Zum verwendeten Testverfahren und der Testqualität meint Fahrnberger:

Die diagnostische Performance (Sensitivität und Spezifität) liegt bei exakt 100%. Das heißt, unsere hochqualitativen PCR-Geräte können bereits allerkleinste Spuren einer Viruslast nachweisen.” und “Die Analyseart RT-qPCR ist vertraglich vom Ministerium festgelegt und wir halten uns selbstverständlich an die Auflagen.

Die Zuverlässigkeit seiner Tests sieht Fahrnberger jedenfalls gegeben: “Klar ist, dass wir schon bisher valide und sensitiv gearbeitet haben. Mir ist bei unseren Schultestungen – alle Schulen in Niederösterreich, alle Schulen in Oberösterreich und Volks-und Sonderschulen in Wien – kein einziger Fall bekannt, dass wir jemanden nicht richtig getestet hätten. Es ist kein einziger Cluster aufgetreten.

Ministerium: hohe Positivitätsrate in Wien aufgrund unterschiedlicher Erfassung im Testsystem

Das Bildungsministerium sieht nach Rücksprache mit dem Gesundheitsministerium symptomatische SchülerInnen, die zuhause testen, als Ursache für die Unterschiede in den Positivitätsraten, wie eine Pressesprecherin Stadtpolitik Wien mitteilt. Anhand eines Beispiels erklärt sie, wie dies die Positivitätsrate in Wien in die Höhe treibt: “Schüler/in wacht auf, fühlt sich krank, testet zuhause mit einem Gurgeltest über die bekannte Plattform (Anm.: “Alles Gurgelt”).
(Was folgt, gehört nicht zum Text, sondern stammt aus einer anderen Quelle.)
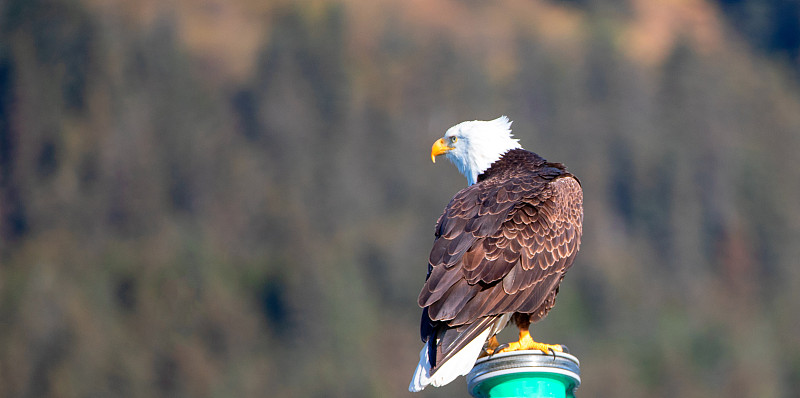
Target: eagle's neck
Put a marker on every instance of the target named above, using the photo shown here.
(513, 159)
(478, 165)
Da er hier als Schüler registriert ist, gilt der Test als „Schultest“.” Zusätzlich wird auf das Infektionsgeschehen in Wien verwiesen, das höher als in den meisten anderen Bundesländern (wo allein Alles spült zum Einsatz kommt) ist.

Dem CT-Cutoff wird weniger Einfluss beigemessen, “zumal es einen von der Ausschreibung vorgesehenen Mindestwert von 35 gibt, der von allen Labors erreicht oder überschritten werden muss.

Niedrige Virenlasten: Hinweis auf frische Infektion

Mikrobiologe Michael Wagner warnt regelmäßig davor, hohe Ct-Werte zu bagatellisieren. Er sieht bei regelmäßigen Schultests neu auftretende niedrige Virenlasten (hohe Ct-Werte) immer als sehr starker Hinweis auf eine frische Infektion.

Quelle: Twitter

Hacker steht zu strengen “Alles Gurgelt”-Tests

Gesundheitsstadtrat Hacker warnt vor unerkannten Fällen in Schulen. Gegenüber Heute meint er: “Die Pandemie ist noch nicht vorbei. Ich stehe dazu, dass wir mit ,Alles gurgelt’ viele Fälle an Schulen finden und darum auch viele Klassen gesperrt haben. Unangenehm könnte lediglich sein, dass wir österreichweit ein Testsystem an Schulen haben, das womöglich viel zu wenige Fälle findet und sich deshalb auch Kinder unerkannt im Schulbetrieb anstecken.